Students requesting University housing next year might get a great view of the Potomac, but there is a chance it will be from the other side of the river.
The record class of 2005, with by 300 unexpected incoming freshmen in 2001, has forced the administration to acquire even more housing for next year as this class continues at GW and subsequent large classes arrive. With the Superdorm not set for completion until fall of 2004, officials say a 500-bed shortage is possible next year.
The University is running out of options in Foggy Bottom. Each year, the incoming class is larger than the graduating class, causing a constant shuffle to fulfill the University’s guarantee of four-year housing and the contested city ruling to house 70 percent of undergraduates within campus boundaries and 1,500 outside of Foggy Bottom.
Administration officials said they would not exclude available property as far away as Virginia in their hurried search for housing. The Board of Zoning Adjustment and community will monitor the situation and will not be happy with any new purchases or hotel conversions in Foggy Bottom.
The housing lottery has been pushed from February to early April to give the administration more time to find a property to add to the list of housing choices. Administrators obviously were not planning far enough in advance if they only recently realized they would need to postpone the lottery.

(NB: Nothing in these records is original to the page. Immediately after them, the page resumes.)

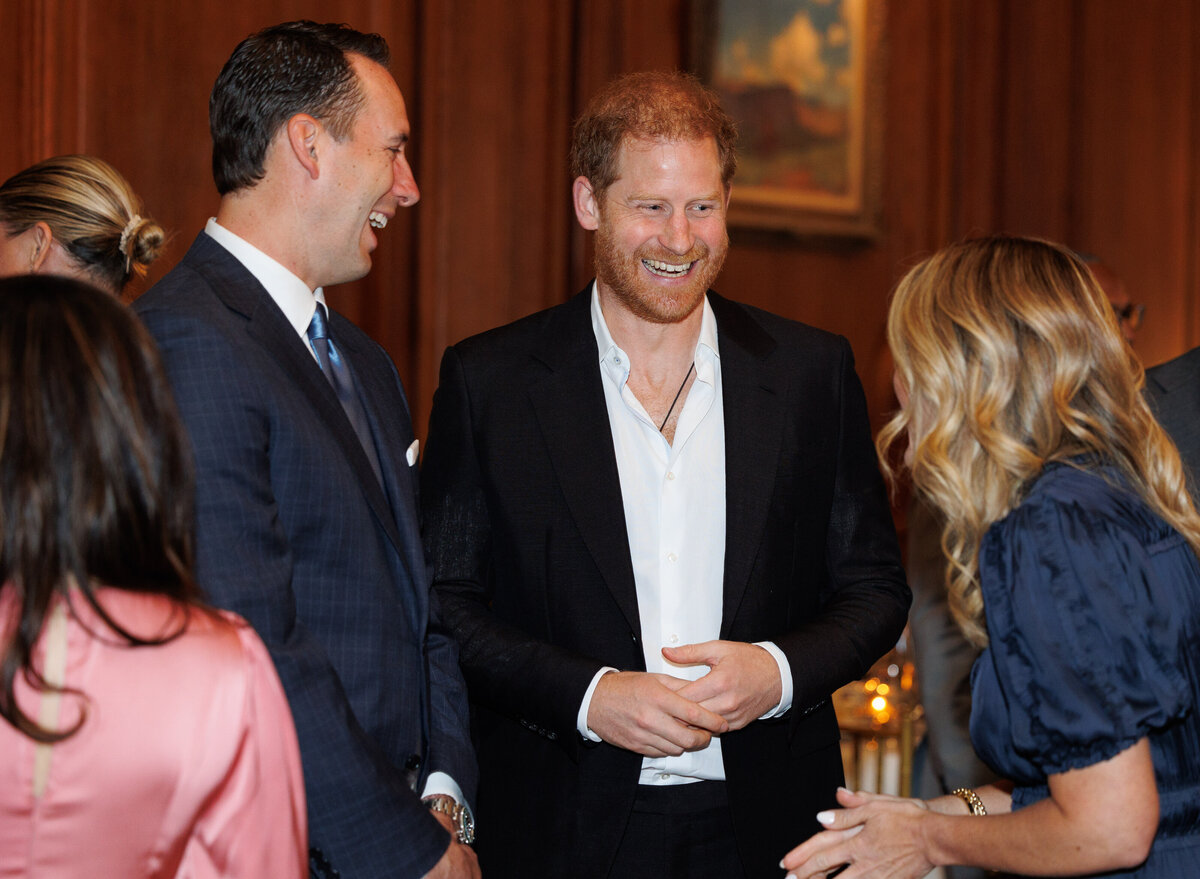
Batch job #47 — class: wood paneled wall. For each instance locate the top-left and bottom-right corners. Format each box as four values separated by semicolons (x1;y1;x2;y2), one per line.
0;0;1200;439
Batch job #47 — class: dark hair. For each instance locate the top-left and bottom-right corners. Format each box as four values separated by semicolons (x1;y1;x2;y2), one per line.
0;156;167;293
570;71;738;197
209;20;389;196
0;275;198;741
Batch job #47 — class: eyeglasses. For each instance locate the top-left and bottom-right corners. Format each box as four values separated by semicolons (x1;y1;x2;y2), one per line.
1112;303;1146;329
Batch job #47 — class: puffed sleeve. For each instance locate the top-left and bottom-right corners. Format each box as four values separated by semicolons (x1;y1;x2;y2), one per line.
178;623;308;879
980;485;1196;776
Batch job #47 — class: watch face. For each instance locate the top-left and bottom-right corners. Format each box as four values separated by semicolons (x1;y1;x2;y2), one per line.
458;806;475;845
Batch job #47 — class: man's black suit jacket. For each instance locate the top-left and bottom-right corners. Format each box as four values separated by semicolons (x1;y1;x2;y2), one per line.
421;284;910;879
1146;348;1200;503
134;233;476;879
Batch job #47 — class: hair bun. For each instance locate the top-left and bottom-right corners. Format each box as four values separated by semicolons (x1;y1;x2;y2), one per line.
118;214;167;268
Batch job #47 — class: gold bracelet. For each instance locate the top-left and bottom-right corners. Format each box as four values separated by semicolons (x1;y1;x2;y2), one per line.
950;788;988;815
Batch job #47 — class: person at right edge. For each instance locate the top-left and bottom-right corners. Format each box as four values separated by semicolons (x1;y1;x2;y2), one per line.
421;72;910;879
784;237;1200;879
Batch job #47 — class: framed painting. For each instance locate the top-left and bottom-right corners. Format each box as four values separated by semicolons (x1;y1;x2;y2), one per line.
690;0;883;239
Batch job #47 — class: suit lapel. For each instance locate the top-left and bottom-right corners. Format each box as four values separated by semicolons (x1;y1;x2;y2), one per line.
185;233;404;555
709;292;787;638
335;316;425;582
529;287;641;632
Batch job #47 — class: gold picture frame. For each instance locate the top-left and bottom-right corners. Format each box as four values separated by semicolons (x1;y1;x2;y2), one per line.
689;0;884;240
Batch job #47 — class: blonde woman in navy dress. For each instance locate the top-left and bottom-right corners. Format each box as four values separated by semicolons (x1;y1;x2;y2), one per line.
784;238;1200;879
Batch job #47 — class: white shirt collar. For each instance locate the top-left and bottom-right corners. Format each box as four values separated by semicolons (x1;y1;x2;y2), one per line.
204;217;325;336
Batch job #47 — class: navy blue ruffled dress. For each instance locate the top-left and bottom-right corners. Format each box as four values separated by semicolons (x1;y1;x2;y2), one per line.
971;465;1200;879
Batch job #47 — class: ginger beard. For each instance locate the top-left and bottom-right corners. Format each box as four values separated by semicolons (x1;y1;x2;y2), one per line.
595;208;730;323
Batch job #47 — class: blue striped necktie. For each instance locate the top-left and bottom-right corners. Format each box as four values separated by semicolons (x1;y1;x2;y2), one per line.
307;303;383;485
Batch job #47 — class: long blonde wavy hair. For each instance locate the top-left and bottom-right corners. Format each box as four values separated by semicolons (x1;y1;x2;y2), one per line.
876;237;1200;645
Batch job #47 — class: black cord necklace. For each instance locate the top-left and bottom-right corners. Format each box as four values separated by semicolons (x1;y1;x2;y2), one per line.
659;360;696;433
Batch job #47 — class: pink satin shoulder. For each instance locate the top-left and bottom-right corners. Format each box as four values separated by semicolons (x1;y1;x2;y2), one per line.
0;588;307;879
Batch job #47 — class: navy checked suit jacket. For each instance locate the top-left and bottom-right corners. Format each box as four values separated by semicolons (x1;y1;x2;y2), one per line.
134;233;476;879
421;288;911;879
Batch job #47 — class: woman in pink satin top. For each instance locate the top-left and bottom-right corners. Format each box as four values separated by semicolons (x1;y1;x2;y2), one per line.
0;277;307;879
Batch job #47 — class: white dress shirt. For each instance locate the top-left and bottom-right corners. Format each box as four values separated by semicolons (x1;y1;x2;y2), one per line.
577;286;792;784
204;217;469;809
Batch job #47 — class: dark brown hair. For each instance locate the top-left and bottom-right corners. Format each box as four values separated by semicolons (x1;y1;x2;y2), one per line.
209;20;389;196
570;71;738;197
0;275;197;741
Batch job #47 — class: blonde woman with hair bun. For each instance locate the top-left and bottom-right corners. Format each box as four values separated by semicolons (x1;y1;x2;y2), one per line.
782;237;1200;879
0;156;166;294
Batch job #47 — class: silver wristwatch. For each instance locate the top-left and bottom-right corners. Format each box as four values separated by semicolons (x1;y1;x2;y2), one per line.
422;794;475;845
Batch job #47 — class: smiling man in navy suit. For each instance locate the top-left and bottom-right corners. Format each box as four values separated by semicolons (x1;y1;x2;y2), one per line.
421;73;910;879
134;22;479;879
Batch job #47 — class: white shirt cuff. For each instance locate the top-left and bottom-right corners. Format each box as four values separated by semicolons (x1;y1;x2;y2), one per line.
421;772;475;823
575;665;619;742
755;641;792;720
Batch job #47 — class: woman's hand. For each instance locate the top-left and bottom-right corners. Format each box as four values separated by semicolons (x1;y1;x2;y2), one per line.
781;789;934;879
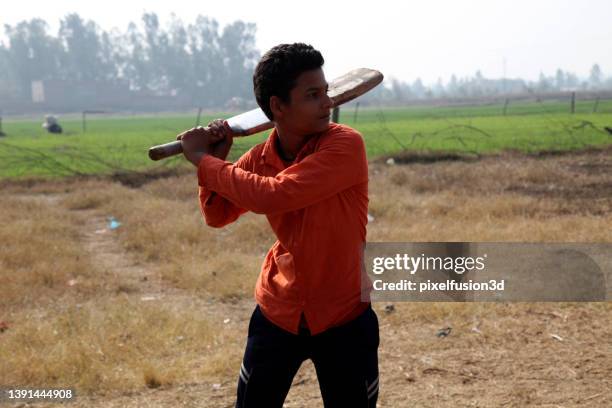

This is the last in a string of examples of the University finding only short-term solutions to long-term problems. Pennsylvania House and City Hall were acquired last year to handle the immediate influx of students, but incoming classes are still significantly larger than graduating classes. About 1,672 students will graduate in 2003 and be replaced by an expected 2,250 incoming freshman. This will create even more bed shortages.
Administrators have known since fall 2001 that the class of 2005 was going to cause housing shortages before the Superdorm is completed. GW has a tentative growth plan to eventually reach 10,000 undergraduates, but every year will be a mad dash to house the new students unless they look more than a year into the future.
GW should look for long-term policy changes to ease the housing uncertainties rather than depend on a less-than-stable housing market every year. With each new building comes more costs and headaches to provide services like security, internet connections, cable TV, furniture and, if a property is outside Foggy Bottom, possibly transportation.
The University should consider policy changes like discontinuing guaranteed campus housing for seniors, which is unnecessary. Seniors should be able to find close, affordable housing if they really need to, especially if GW sticks more tightly to its policy of requiring sophomores to live on campus.
Many seniors do not need to live on campus to get the most out of GW life and choose to move off campus anyway. This is not to say that some will not stay, and housing could still be available to most of those who wish to. This would allow the University to focus on improving services in its current residence hall inventory. It’s not like many applicants are basing their college choice on a four-year on-campus housing guarantee.
As of now, GW’s property juggling act might very well lead to the first undergraduate residence hall in the Commonwealth of Virginia.